The 4D Geometric Cosmological Model requires none of these. The universe expands and contracts simultaneously — a natural property of 4D rotation. The Red Shift is partly the cumulative effect of light propagating through the 4D Aether, and partly the quantised nature of 4D space itself. Galactic structure mirrors atomic structure at every scale. The universe is not a one-time explosion from a point of origin — it is a fractal holographic entity, structured by geometry from the smallest quantum to the largest cosmic scale.
To explore further: - The 4D Aether - Dimensionless Science - Atomic Geometry - Geo-quantum Mechanics
FAQ
What are Dark Matter and Dark Energy?
Dark Matter is a hypothetical substance proposed to explain why galaxies hold together despite lacking enough visible mass. Dark Energy is a hypothetical force proposed to explain the accelerating expansion of the universe. Neither has ever been directly detected. Together they are said to make up around 96% of the universe — yet their existence rests entirely on the assumption that the Big Bang model is correct.

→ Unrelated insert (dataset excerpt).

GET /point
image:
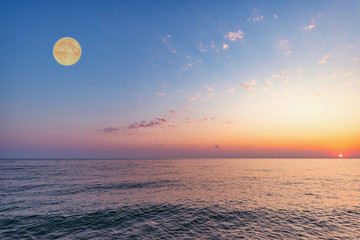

What is the Quantised Red Shift?
Rather than shifting smoothly with distance as the Big Bang model predicts, the Red Shift of distant objects appears in discrete bands — it is quantised. This was first documented in the 1970s and confirmed as recently as 2020. William Tifft (1991) found the periodicity has a ratio of 8/3. A quantised Red Shift cannot be explained by a smoothly expanding universe.
What are Baryon Acoustic Oscillations?
Baryonic matter is ordinary matter made of protons and neutrons — the stuff of stars, planets and galaxies. Baryon Acoustic Oscillations are a pattern in how this matter is distributed: galaxy clusters lie on enormous spherical shells with a remarkably uniform radius of around 150 megaparsecs. Their regularity mirrors the quantised shells of the electron cloud in the atom, suggesting the universe is geometrically structured at all scales.
If the Cosmic Microwave Background is not the remnant of the Big Bang, where did it come from?
In the 4D geometric model, the CMB is the measurable energy of the 4D Aether — a background field that permeates all of space. It is the same energy Max Planck called Zero Point Energy in 1911. The mainstream reluctance to associate the CMB with a zero-point field is a matter of interpretation, not evidence.
If we can observe objects 46.5 billion light years away, does that mean the universe is older than we think?
It is possible, though we would need to account for the abundance of radioactive elements such as uranium (half-life 4.5 billion years) and thorium (half-life 14 billion years) still present on Earth. Their existence sets a rough constraint on timescales, unless other mechanisms — such as ongoing nucleosynthesis — are at work.